The rain has stopped and the sun is shining – everyone is ready to get outside.  Put these items on your “To Do” list and have a worry free season.

*Mow that lush tall grass.  Stop the foxtails before they start.

* Keeping grass mowed, weeds pulled and bushes trimmed to help eliminate hiding places used by ticks and other pests.

* Use caution when purchasing lawn and garden products, always read the labels (even if you used a particular product in the past, since formulas often change), and consider switching to natural alternatives. Harmful herbicides are linked to cancer and other maladies in dogs and humans.

* Pet paws are often irritated by lawn and garden chemicals, and pets can get very ill from inhaling or ingesting chemicals. Chemicals are often ingested when the pet licks his paws and fur after a walk outside.  Keep pets away from treated areas until the treatments have dried completely. Watering the lawn after application of fertilizers and other lawn care products is necessary with many products. Watering before allowing pets or children on any treated lawn is typically a good idea because it can help break down the chemicals.

* Snail, slug and mouse baits can be deadly to pets. Ant and roach bait and traps are also hazardous. So keep pets off treated lawns and wipe paws after each walk.

* Store lawn and other potentially poisonous products in areas inaccessible to your pets.

* Cocoa bean mulch is hazardous to pets. Its smell and taste is very appealing to them, yet it can be deadly because it contains theobromine. Avoid using it on lawns that pets can access.

* Try to keep dogs from ingesting a lot of grass. And if there’s a chance that chemicals were applied to, or have blown onto, the grass, keep pets away from it.

* Some mushroom species and cycads (such as Sago palms) can cause liver failure. Heavy rains lead to mushroom growth and an increase in poisonings, so rid mushrooms from your yard and watch out for them on walks.
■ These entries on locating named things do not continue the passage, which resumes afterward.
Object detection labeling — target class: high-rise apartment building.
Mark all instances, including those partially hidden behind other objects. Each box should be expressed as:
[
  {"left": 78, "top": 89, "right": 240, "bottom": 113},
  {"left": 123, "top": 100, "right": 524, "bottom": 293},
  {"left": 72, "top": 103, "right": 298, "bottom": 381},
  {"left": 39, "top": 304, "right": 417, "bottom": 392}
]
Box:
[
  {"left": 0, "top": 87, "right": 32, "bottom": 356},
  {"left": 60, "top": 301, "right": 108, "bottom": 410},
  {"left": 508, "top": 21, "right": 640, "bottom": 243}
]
* Beware of fungus growth. There is risk of blastomycosis, which can lead to pneumonia-like symptoms and potentially fatal organ damage in dogs. Blastomycosis thrives as mold spores in soil.

*Mosquito larva grows in stagnant water, and mosquitos are the vector for heartworm disease.  Empty any container that you notice with standing water.

* A good, fairly safe way to keep mosquitoes away is to spray your yard weekly with Simple Green, available at home and garden stores.